(Applies to the confinement volume (leptons and hadrons) only, not to photons.)

Flowing geometric deformations (curvature and torsion) of spatial wrinkles (photons) have similarities with waves that involve a combination of both longitudinal and transverse motions (water waves or Rayleigh surface waves). The oscillating behavior lets geometric deformations flow freely within the expansion, instead of localizing and confining the deformation in the expanding space. Additionally, oscillating deformations do not let the deformation package have a constant hyperdirection (bulge out or dent in perpendicularly to spatial three dimensions).

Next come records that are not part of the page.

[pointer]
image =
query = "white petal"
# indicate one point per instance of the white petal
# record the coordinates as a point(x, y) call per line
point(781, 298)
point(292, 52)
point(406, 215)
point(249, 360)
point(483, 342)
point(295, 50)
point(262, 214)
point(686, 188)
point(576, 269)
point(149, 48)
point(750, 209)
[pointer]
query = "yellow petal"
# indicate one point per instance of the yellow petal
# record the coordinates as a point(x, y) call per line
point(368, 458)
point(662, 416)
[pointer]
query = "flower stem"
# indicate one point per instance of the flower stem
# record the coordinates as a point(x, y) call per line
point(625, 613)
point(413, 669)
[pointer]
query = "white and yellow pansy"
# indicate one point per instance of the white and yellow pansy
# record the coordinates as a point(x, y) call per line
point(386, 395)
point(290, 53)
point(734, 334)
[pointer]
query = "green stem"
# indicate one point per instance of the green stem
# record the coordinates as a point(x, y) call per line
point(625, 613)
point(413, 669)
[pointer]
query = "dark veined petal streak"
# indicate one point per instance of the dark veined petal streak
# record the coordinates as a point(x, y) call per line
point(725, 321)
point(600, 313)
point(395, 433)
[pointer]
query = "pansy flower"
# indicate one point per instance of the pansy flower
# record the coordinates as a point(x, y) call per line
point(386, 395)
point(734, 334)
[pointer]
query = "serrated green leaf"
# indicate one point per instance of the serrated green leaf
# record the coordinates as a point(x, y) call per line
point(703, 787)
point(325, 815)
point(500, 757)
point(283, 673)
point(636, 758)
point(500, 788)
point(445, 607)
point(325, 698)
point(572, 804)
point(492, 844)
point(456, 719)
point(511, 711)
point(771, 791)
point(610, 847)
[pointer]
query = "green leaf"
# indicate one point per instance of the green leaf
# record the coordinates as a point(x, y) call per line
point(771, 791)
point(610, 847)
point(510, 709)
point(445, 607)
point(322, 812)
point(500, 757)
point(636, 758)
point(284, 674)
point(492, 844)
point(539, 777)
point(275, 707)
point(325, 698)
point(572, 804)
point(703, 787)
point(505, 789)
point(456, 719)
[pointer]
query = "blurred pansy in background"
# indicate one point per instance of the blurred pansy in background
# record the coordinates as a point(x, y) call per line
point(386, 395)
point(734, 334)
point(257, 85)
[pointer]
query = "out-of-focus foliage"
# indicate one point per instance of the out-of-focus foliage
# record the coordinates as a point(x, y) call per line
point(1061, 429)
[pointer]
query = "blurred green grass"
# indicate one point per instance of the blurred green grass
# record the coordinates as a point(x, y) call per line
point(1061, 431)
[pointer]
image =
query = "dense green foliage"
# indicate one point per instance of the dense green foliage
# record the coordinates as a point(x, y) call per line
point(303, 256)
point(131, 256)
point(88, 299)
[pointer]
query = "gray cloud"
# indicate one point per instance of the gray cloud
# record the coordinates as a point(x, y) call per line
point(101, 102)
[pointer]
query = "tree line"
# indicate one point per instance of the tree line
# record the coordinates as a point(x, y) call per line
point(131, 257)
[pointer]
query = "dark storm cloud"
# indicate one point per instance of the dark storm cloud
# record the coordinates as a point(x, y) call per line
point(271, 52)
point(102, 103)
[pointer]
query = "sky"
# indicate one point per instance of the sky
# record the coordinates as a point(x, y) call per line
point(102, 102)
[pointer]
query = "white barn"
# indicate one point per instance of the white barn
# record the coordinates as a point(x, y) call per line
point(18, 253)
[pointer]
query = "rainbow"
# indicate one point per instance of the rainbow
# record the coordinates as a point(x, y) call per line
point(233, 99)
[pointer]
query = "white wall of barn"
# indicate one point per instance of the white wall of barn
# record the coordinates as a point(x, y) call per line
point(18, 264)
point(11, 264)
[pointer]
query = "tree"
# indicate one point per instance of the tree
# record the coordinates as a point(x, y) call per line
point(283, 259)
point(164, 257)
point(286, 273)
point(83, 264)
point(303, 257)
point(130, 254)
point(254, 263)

On the other hand, the structure of the deformation (curvature and torsion) of the knots and the vortexes causes them to have a constant hyperdirection of deformation. The knots and the vortexes bulge out or dent in perpendicularly to space, because their deformation (curvature and torsion) does not oscillate.

Since the inside or outside condition adds an additional dimension to the spatial three-dimensions, the area with such deformations differentiate from the rest of the three-dimensional space. Hence, the knots and the vortexes come into conflict and become incompatible with space. The area with such deformations becomes knotted and is excluded from the share in global space. If the inside or outside value is added by a strain package then it becomes exclusive (Pauli exclusion principle). As a result, exclusive strain packages that have the same spin (hyperdirection of deformation) cannot be in the same location at same time.

This principle can be visualized by examining the difference between water waves and whirlpools. While water waves diffuse and interfere with each other, whirlpools have constant locations, and the two of them cannot be at the same location at the same time.

Considering this property (exclusion principle), strain packages (quantum of matter and energy) can be classified as fermions and bosons.

Fermions have anti-symmetric deformations on space (which bulge out), and they add an additional (inside or outside) dimension to spatial three-dimensions as if they are either on the inside or the outside of the spatial plane; they have antisymmetric wave functions.

Bosons have symmetric deformations on space. Thus, they do not add any additional parameter to spatial three-dimensions; they have symmetric wave functions.